Two seats on the high court are up for reelection this year and the Democratic Party did not qualify a judge for either position. And while one judge is running unopposed, Justice Brad Mendheim, the race for the second seat could have implications for the court’s future.
The election comes at a time when a federal judge recently determined the way Alabama elects its judges – through statewide, partisan elections – does not violate the Voting Rights Act.
Will voters pick the newcomer, state Senator Cam Ward? The lawmaker who led the Alabama Senate Judiciary Committee for 10 years said he’ll bring an understanding of the legislature to the job so the two branches could work together more smoothly.
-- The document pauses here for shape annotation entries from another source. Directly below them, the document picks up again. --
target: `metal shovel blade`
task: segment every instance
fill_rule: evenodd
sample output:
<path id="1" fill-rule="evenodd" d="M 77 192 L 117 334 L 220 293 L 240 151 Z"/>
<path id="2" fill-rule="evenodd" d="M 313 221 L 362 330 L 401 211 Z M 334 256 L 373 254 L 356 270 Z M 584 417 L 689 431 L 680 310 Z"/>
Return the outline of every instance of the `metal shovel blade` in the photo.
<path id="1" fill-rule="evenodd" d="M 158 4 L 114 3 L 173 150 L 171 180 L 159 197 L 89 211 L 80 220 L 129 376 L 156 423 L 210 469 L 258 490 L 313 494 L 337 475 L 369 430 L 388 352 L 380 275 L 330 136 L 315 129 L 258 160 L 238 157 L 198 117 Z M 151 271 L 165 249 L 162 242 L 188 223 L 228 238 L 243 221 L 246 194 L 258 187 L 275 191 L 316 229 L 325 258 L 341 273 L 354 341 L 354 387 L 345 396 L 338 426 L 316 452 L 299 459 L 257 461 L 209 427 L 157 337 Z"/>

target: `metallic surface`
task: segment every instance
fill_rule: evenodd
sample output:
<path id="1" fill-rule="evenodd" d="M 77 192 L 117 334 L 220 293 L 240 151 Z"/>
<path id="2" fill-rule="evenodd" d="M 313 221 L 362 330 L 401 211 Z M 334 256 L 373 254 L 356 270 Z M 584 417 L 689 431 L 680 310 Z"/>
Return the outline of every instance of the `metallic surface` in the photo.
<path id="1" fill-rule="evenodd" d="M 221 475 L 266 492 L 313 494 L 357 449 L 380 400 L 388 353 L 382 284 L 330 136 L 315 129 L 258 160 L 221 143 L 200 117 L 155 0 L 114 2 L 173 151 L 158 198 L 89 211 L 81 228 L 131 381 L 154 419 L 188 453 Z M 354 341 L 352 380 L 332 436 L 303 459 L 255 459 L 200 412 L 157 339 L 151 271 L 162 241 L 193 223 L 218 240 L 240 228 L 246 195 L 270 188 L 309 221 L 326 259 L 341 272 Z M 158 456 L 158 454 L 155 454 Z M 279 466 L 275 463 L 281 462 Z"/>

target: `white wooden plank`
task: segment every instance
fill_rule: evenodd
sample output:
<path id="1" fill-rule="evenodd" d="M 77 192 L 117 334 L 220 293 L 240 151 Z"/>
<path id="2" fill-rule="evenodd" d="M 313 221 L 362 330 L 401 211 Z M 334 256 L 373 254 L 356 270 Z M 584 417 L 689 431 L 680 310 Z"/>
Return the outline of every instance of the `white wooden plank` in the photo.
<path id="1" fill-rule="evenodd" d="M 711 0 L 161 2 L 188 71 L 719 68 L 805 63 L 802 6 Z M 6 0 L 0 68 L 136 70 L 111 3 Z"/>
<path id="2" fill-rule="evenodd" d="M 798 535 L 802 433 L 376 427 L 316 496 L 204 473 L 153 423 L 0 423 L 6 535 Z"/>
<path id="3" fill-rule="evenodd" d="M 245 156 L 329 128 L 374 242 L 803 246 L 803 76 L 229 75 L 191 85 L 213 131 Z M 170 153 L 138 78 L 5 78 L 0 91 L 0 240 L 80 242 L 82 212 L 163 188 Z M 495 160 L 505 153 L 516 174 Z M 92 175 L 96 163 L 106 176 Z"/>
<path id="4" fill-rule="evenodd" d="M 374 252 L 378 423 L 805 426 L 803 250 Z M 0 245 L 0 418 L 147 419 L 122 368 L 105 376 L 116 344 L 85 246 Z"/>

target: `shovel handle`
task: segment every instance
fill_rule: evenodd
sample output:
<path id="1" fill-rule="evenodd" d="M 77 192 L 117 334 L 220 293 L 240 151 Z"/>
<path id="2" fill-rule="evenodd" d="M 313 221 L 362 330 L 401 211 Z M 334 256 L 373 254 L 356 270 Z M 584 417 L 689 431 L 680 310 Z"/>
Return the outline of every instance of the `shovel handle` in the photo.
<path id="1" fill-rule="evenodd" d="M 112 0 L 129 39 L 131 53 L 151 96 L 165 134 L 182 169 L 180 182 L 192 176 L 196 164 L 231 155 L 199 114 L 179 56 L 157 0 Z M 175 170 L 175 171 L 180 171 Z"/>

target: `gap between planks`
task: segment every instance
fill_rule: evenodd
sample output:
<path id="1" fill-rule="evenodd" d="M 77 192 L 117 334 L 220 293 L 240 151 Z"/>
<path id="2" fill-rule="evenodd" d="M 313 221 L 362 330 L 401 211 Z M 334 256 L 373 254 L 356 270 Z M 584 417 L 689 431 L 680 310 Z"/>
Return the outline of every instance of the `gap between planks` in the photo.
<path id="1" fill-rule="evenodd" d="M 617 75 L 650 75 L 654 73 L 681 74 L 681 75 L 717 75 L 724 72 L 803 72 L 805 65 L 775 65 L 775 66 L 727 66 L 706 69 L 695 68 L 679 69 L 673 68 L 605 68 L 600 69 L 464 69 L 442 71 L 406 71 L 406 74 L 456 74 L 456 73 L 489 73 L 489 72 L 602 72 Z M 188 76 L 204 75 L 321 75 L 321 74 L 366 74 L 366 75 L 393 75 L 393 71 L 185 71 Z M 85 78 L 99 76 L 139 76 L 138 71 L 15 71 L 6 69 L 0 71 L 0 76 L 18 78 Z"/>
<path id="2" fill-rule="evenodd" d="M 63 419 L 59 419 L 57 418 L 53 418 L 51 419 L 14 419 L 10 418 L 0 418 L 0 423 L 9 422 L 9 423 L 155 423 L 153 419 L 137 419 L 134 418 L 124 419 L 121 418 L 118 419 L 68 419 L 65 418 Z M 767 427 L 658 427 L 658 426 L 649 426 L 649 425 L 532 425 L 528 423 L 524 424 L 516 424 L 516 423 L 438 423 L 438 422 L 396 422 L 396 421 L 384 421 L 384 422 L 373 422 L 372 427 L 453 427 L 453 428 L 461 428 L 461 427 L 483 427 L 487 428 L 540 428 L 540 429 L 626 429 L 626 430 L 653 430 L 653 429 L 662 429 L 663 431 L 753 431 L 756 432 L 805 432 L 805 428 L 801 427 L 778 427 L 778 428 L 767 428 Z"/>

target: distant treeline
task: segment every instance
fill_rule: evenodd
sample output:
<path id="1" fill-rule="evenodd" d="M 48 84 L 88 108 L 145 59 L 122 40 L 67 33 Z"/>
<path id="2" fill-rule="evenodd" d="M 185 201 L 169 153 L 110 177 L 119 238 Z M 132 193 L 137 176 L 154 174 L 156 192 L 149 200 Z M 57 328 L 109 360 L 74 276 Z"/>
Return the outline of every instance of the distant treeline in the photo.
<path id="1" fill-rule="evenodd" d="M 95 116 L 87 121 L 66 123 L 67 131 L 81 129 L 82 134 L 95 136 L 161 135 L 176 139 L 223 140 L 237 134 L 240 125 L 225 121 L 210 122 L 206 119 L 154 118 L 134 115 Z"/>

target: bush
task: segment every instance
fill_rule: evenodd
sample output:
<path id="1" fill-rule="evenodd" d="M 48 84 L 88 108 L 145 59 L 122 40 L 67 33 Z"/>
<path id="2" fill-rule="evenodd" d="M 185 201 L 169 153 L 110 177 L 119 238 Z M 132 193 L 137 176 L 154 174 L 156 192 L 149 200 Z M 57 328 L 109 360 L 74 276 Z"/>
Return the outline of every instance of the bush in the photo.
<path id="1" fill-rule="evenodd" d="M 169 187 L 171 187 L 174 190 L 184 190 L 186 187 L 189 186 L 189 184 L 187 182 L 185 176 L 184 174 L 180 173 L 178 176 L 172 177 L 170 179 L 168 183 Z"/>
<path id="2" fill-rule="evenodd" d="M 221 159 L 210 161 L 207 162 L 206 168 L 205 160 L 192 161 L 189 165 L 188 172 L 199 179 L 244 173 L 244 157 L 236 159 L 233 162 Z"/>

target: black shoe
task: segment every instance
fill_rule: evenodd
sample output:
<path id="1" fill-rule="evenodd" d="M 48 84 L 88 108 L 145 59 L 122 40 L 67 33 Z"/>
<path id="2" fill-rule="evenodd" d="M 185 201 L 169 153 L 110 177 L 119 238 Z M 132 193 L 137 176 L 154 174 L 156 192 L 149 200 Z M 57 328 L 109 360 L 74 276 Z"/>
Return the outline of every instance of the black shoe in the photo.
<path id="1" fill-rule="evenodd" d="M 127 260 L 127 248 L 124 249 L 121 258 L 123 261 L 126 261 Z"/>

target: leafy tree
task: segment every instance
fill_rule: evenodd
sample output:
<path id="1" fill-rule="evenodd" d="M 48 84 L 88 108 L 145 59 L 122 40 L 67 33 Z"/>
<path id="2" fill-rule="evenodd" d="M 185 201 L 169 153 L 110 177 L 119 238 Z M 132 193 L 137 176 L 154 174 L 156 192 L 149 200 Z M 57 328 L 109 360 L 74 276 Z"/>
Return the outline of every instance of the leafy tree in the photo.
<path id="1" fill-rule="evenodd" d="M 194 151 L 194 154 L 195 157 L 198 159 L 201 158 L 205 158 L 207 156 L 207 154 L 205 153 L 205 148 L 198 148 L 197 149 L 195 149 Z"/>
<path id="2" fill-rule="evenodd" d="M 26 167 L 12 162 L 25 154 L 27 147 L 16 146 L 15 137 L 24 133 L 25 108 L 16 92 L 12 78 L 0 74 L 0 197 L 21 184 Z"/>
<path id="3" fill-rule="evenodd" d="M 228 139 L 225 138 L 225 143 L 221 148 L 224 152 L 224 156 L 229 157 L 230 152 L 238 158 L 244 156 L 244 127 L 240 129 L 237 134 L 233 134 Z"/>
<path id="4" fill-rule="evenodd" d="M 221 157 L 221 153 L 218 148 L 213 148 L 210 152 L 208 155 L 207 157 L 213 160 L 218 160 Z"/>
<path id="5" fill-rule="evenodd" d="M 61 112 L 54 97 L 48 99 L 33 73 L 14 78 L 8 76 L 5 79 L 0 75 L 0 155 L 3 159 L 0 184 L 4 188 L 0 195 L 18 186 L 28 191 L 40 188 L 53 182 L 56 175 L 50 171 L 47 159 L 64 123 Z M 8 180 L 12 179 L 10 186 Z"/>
Or will Alabamians stay with incumbent Justice Greg Shaw? The judge who spent 12 years on the bench and most of his legal career in the state appellate court system says he will help pass along institutional memory to a court filling with fresh faces.
The effect of the Alabama Supreme Court’s decisions is far-ranging. For instance, last June the high court heard oral arguments and in December decided that Alabama courts are a proper venue to hear lawsuits brought by two cities alleging rug manufacturers in Georgia contaminated the river bringing them their drinking water. The justices are currently deliberating over another case with implications over the interpretation of the ethics statues governing public servants across the state.
Judicial elections are different than the typical race for a lawmaker. Ethics rules forbid Alabama candidates from talking about past and future decisions, for instance.
Shaw said a stable and consistent judicial system is key to attracting business to a state. He’s seeking a third term because four new justices have filled out the bench over the last few years.
“I have very specific conservative beliefs about various things like the doctrine of the separation of powers, stare decisis, or statutory construction, and I feel like my knowledge in those areas is something that I can pass along to the younger justices and judges so that we have and keep predictability and stability in the Alabama Supreme Court,” he said in a phone interview.
Shaw, when not working through decisions, keeps a hobby farm with pigmy goats and bees. He’s a journeyman beekeeper.
In a commercial released Feb. 17, he’s shown hauling hay and firing an over-under shotgun while the ad describes him as “Trump tough.”